The Watering Hole: The White Rabbit, 513 N. 36th St., 588-0155, FREMONT
Dusty Chenault Tate mixing The Looking Glass.
The Atmosphere: Quiet on a typical weekday; even when its happy hour is in full swing, things aren't usually hoppin' until someone steps onto the stage to host Tuesday's open mike or play a late-night gig. Owner Robert Kim (who also operates Shiku Sushi in Ballard) set up the new nesting ground just weeks ago in the former ToST space, filling it with Alice in Wonderland decor like a painted Cheshire cat above the bar and a disappearing rabbit hole on the wall. Serving more as a venue than as a lounge, seats and tables are limited, with not a whole lot of elbow space to munch on bites such as mini-pizzas or a plate of the seven-spice-seasoned tater tots.The Barkeep: Jason Tate, a Bremerton native who spent three years in the navy before discovering Seattle's food scene.
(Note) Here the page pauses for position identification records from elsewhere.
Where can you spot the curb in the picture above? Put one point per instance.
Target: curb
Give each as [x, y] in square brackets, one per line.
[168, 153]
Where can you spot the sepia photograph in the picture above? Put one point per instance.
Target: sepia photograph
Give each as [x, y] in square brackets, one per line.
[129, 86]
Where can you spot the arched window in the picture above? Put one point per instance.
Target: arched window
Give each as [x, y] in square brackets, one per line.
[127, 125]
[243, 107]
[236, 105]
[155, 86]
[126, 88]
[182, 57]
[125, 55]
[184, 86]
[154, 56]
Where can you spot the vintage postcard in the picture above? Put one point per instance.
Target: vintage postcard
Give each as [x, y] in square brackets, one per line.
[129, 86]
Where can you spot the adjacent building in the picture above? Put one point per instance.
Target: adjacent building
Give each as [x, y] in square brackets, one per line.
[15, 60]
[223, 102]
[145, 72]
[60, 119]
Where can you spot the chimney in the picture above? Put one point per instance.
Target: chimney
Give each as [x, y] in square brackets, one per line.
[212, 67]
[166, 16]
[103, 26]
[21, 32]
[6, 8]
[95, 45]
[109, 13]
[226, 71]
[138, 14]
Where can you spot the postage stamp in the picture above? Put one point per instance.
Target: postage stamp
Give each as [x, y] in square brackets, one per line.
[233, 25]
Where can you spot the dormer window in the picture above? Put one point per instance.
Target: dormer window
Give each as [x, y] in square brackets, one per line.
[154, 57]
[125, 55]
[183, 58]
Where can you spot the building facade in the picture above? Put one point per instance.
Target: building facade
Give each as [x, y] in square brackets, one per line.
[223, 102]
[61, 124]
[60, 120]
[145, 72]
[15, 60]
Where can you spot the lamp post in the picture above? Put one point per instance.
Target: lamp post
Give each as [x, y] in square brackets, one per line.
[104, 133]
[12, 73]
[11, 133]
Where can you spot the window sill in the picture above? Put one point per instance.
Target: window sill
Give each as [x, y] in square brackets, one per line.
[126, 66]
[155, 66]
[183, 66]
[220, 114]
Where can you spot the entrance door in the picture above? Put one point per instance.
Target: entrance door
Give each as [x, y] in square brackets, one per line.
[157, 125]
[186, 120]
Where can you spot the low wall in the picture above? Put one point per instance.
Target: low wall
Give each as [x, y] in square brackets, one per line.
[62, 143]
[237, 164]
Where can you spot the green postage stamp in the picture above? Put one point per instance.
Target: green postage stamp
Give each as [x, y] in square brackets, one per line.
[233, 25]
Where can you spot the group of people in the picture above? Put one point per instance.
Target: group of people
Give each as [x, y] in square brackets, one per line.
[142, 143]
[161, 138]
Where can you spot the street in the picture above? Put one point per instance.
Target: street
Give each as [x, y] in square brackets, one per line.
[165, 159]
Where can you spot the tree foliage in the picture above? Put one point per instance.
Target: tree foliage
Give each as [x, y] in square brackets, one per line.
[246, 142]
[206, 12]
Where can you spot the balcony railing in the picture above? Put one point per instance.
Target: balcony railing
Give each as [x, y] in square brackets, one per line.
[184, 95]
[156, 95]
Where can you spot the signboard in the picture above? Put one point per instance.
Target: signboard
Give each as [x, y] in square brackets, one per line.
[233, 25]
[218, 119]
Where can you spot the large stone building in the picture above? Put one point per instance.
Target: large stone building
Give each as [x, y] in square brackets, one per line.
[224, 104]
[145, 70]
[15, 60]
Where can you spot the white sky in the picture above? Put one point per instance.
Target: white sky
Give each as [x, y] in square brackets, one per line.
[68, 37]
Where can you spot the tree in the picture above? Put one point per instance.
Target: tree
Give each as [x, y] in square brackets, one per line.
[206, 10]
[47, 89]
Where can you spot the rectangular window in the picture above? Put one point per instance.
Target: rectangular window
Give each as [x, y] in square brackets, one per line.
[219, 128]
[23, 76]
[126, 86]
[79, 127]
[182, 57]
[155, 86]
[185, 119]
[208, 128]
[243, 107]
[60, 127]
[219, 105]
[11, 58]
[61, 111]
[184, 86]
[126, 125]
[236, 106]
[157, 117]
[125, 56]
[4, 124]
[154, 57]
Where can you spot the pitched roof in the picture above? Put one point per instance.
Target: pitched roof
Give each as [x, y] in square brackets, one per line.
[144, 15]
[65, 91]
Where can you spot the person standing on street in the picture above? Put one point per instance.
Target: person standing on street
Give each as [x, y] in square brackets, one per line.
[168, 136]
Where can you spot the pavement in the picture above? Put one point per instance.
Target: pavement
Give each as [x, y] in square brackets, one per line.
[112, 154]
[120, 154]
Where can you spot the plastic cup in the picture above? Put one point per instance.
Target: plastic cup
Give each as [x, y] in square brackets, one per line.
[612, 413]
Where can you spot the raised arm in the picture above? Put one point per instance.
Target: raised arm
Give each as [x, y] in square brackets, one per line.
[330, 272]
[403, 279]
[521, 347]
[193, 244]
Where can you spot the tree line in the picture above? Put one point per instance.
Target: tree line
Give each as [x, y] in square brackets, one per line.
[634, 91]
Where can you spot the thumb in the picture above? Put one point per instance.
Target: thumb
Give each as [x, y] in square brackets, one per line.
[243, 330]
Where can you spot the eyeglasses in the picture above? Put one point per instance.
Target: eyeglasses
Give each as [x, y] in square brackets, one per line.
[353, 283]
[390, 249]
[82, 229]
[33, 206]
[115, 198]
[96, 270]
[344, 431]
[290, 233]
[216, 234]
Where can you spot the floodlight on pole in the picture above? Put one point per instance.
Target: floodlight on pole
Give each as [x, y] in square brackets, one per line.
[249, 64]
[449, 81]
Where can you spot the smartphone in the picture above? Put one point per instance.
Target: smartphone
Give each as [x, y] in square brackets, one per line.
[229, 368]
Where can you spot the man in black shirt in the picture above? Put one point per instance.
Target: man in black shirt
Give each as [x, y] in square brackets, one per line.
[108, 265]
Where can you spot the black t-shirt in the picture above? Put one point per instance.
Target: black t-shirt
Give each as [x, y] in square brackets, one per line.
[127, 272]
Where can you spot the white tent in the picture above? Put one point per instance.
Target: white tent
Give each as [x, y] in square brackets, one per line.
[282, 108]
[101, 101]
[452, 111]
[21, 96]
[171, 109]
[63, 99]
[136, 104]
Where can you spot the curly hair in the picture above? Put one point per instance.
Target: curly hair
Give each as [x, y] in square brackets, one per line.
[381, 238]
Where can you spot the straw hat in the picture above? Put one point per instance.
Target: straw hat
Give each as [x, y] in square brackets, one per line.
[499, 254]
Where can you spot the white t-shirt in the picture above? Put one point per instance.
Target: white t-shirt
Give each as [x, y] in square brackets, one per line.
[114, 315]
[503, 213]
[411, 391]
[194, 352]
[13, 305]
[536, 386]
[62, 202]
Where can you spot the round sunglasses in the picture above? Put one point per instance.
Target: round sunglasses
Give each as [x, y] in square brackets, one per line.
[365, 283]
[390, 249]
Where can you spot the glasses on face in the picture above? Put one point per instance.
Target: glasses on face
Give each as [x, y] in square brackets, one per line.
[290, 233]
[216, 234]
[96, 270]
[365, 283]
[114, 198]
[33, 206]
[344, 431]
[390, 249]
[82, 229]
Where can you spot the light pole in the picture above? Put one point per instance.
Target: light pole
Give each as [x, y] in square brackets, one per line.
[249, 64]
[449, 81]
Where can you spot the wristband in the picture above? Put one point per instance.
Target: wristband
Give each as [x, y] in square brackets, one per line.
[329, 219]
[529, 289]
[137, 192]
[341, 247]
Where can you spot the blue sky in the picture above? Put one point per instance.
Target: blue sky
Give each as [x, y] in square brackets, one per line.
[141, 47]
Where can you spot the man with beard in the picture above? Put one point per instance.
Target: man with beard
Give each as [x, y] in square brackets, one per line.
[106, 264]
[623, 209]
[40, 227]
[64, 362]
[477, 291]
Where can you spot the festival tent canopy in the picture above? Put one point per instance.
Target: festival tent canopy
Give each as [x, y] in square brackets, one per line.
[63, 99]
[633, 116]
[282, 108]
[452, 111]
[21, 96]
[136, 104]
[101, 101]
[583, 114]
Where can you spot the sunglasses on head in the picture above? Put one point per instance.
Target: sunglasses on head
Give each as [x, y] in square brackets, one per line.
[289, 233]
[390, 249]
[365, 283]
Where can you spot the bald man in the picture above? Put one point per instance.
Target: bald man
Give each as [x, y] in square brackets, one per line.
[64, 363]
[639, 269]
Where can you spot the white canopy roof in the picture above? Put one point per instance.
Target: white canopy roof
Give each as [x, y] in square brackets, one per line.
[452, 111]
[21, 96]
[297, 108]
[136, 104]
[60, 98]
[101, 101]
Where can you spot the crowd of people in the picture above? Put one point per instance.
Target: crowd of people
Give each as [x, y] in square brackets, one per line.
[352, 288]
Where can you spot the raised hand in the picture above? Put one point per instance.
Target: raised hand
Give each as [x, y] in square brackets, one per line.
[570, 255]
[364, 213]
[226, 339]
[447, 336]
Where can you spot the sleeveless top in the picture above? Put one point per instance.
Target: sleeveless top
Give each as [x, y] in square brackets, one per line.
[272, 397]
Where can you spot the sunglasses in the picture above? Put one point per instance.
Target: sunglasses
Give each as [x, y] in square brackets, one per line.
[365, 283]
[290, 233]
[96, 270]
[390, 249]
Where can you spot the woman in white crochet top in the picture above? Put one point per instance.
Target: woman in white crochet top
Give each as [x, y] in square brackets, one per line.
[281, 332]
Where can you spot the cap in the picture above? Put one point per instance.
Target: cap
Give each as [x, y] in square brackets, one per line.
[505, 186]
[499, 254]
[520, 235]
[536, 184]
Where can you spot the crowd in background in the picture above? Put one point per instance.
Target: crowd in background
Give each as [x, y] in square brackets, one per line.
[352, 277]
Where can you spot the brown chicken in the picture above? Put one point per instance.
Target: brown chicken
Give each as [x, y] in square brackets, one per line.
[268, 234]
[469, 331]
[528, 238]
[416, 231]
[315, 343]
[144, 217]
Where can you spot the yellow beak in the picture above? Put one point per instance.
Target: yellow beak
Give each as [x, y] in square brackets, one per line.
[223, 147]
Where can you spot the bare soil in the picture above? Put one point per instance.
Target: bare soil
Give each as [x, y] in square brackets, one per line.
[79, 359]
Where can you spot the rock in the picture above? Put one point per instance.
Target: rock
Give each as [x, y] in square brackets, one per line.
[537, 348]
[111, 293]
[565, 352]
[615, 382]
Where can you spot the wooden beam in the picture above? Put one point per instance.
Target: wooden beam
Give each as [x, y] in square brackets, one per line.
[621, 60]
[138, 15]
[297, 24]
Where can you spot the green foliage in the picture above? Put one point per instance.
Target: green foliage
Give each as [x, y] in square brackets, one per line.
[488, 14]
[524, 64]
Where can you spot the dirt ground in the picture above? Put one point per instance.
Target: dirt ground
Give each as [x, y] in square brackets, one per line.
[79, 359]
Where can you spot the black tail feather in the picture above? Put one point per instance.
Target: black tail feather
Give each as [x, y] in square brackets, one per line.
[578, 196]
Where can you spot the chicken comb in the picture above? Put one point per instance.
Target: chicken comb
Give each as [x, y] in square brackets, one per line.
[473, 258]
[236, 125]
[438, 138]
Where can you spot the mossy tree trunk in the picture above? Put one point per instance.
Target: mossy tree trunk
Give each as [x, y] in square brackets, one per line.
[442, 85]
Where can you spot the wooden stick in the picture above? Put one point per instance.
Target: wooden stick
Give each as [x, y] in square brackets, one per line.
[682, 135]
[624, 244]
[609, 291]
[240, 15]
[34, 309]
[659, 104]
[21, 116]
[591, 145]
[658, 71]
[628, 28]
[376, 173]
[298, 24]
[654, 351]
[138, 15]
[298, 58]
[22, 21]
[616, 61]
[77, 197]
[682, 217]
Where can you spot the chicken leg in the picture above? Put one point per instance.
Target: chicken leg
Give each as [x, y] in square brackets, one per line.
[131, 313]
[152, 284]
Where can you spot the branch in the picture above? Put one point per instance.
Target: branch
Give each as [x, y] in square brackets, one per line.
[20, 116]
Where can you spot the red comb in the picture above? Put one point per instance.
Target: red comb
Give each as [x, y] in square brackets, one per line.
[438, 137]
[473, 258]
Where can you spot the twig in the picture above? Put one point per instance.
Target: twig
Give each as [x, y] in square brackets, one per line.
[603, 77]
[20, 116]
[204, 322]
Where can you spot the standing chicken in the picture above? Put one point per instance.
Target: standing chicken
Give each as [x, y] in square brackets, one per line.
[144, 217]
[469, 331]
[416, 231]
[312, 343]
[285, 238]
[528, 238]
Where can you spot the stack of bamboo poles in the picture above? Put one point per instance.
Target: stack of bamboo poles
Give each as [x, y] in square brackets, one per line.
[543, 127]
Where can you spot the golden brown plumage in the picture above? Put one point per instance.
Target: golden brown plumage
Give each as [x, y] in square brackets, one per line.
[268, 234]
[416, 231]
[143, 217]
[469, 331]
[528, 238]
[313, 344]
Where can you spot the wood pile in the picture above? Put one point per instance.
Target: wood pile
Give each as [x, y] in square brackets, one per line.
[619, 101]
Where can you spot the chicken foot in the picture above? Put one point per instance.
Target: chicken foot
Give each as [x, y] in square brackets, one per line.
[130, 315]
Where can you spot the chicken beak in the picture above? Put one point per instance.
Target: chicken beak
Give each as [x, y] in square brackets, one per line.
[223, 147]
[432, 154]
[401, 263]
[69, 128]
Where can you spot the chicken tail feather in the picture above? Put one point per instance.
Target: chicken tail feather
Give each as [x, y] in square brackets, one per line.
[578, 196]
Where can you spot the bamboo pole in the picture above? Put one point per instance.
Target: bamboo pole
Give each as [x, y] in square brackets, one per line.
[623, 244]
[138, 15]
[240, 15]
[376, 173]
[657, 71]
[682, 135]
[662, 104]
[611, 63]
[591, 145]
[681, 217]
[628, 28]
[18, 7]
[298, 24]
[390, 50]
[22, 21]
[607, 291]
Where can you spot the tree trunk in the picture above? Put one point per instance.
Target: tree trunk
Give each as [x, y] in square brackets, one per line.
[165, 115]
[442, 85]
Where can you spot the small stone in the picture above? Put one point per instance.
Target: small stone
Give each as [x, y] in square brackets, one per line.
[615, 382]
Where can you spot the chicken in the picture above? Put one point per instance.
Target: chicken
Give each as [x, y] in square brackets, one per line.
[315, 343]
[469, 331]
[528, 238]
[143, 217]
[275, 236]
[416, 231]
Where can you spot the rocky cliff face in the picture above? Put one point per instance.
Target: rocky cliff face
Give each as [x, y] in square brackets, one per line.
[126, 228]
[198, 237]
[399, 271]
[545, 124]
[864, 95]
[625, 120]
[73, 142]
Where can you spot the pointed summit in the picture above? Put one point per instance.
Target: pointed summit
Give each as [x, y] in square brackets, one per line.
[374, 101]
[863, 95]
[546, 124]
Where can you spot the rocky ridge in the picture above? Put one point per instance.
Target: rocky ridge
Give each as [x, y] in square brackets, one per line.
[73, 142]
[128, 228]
Having worked at both sushi hubs Nijo and Shiku, Tate is no stranger when it comes to preparing delights (from the kitchen or bar) that are loaded with flavor and artistic design. Although only 25, Tate admits he's an "old soul," exerting his youthful energy in his drink-making more than anything else.
The Drink: The Looking Glass. The aqua-colored cocktail consists of blueberry Stoli, hpnotiq liqueur (a blend of fruit juices, premium vodk,a and cognac) and a splash of sour.
Bottoms up to blue magic.
The Verdict: Dangerous. One too many, and you'll be spitting out riddles without answers like the Mad Hatter, or end up swirling in your own fantasies beneath the watchful gaze of rabbit statues. Follow up the sweet punch-like cocktail with an espresso-infused sipper like the Hair of the Rabbit, a combination of vodka, Bailey's, and Americano. Or, better yet, have Tate show you some of his magic from behind the counter, creating a drink without a name that'll make you wish every night was a date with Alice and her friends.